Desidério apresenta-se com seu lindo nome, que alude à etimologia e ao enigma próprios ao substantivo desejo e ao ato de desejar. A evocação “Desejo, mostra sua cara!” confirma que há uma ausência e que desejamos aquilo que nos falta. Mas, se não vemos nem sabemos o que é a cara do desejo, sabemos, através do ensino de Lacan, das máscaras que o revestem.
Para ficar dentro dos limites deste escrito, recorto uma máscara apresentada por Lacan em seu ensino, considerado como a primeira tópica da fantasia.
Lacan deu muita importância ao tema, para o qual foi consagrado o capítulo XVIII do Seminário 5: As máscaras do sintoma. Nele, a máscara é considerada a palavra mais exata para definir a vinculação do desejo a alguma coisa, que o recobre e que, por conseguinte, traz à clínica psicanalítica seu caráter problemático.

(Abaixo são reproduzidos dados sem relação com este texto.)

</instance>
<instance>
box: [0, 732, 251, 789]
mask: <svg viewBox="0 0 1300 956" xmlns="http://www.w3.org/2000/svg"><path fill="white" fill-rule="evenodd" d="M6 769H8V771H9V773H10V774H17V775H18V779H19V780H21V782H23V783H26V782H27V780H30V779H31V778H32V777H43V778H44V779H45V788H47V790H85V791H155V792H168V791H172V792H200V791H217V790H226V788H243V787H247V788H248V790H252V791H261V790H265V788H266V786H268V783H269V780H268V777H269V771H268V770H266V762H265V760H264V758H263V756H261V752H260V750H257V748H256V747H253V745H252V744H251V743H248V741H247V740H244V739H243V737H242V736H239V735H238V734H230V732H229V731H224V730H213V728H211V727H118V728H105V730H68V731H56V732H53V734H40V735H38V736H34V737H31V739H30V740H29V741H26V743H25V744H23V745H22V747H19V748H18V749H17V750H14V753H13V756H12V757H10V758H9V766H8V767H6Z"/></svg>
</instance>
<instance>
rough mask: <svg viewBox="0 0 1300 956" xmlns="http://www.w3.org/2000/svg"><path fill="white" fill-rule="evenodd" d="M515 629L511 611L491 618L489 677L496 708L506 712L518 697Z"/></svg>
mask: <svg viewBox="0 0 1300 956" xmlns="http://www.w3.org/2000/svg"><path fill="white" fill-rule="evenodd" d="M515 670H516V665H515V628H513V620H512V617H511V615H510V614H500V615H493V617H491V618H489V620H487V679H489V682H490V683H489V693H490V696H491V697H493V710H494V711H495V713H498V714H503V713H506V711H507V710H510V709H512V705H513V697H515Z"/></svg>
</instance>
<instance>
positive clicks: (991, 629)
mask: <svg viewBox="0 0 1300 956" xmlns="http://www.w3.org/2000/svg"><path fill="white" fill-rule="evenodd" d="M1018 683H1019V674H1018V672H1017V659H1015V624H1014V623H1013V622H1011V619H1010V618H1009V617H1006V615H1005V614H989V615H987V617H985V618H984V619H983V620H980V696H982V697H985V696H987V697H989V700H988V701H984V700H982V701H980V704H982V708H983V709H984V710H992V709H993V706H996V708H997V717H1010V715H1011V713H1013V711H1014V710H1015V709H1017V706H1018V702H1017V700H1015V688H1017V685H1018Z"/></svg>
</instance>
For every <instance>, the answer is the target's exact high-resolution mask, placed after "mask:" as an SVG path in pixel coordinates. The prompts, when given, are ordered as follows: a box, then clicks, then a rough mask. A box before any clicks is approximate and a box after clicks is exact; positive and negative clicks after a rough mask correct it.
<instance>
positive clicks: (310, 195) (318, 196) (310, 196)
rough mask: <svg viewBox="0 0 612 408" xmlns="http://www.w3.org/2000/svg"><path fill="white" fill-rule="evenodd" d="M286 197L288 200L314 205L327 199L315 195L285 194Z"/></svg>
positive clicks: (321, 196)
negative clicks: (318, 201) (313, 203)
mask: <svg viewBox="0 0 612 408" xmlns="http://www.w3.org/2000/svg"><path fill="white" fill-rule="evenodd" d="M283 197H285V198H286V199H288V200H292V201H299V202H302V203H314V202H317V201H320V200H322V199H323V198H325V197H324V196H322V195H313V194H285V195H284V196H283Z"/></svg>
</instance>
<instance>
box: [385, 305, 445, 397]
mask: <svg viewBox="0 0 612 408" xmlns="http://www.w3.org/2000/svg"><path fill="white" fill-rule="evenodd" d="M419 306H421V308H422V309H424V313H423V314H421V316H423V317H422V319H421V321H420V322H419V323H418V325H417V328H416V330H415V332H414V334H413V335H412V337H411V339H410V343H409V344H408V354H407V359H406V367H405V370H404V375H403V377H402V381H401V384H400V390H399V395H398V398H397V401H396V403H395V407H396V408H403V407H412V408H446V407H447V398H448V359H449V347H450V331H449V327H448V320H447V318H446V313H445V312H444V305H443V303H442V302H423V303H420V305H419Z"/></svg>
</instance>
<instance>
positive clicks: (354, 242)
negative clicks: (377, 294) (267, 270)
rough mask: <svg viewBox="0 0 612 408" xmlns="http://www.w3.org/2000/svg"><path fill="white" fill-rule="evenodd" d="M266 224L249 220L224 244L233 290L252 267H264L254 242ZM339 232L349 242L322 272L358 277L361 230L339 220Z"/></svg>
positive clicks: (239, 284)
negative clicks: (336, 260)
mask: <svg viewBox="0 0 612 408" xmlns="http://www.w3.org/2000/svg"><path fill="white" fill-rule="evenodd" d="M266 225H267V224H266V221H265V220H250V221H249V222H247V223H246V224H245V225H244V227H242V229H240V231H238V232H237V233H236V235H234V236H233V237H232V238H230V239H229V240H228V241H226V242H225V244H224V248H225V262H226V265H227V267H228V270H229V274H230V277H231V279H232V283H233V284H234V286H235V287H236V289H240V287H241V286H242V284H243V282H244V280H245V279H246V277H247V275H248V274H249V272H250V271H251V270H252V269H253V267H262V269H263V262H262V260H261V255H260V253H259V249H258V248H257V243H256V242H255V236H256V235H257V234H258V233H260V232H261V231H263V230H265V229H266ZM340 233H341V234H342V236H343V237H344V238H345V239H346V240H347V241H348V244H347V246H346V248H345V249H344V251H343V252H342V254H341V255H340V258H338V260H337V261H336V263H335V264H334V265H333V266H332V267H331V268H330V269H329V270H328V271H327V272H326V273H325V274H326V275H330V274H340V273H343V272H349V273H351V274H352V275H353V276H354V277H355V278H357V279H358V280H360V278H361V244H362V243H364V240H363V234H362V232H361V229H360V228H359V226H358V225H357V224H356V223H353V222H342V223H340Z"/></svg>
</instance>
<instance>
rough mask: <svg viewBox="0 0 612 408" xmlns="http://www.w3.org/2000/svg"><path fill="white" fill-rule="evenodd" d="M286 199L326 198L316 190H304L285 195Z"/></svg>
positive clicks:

A clínica, efetivamente, lida com a forma inapreensível e fugidia do desejo para cada sujeito e, portanto, com suas complexidades e seus impasses: o fato mesmo de desejar traz consigo o movimento em contra ao desejo, a defesa. Esta, por assim dizer, forma parte dele mesmo. Lacan afirmou que há a excentricidade do desejo em relação a qualquer satisfação. Ela nos permite compreender o que é, em geral, sua profunda afinidade com a dor. Em última instância, aquilo com o que o desejo confina, não mais em suas formas desenvolvidas, mascaradas, porém, em sua forma pura e simples, é a dor de existir.[1]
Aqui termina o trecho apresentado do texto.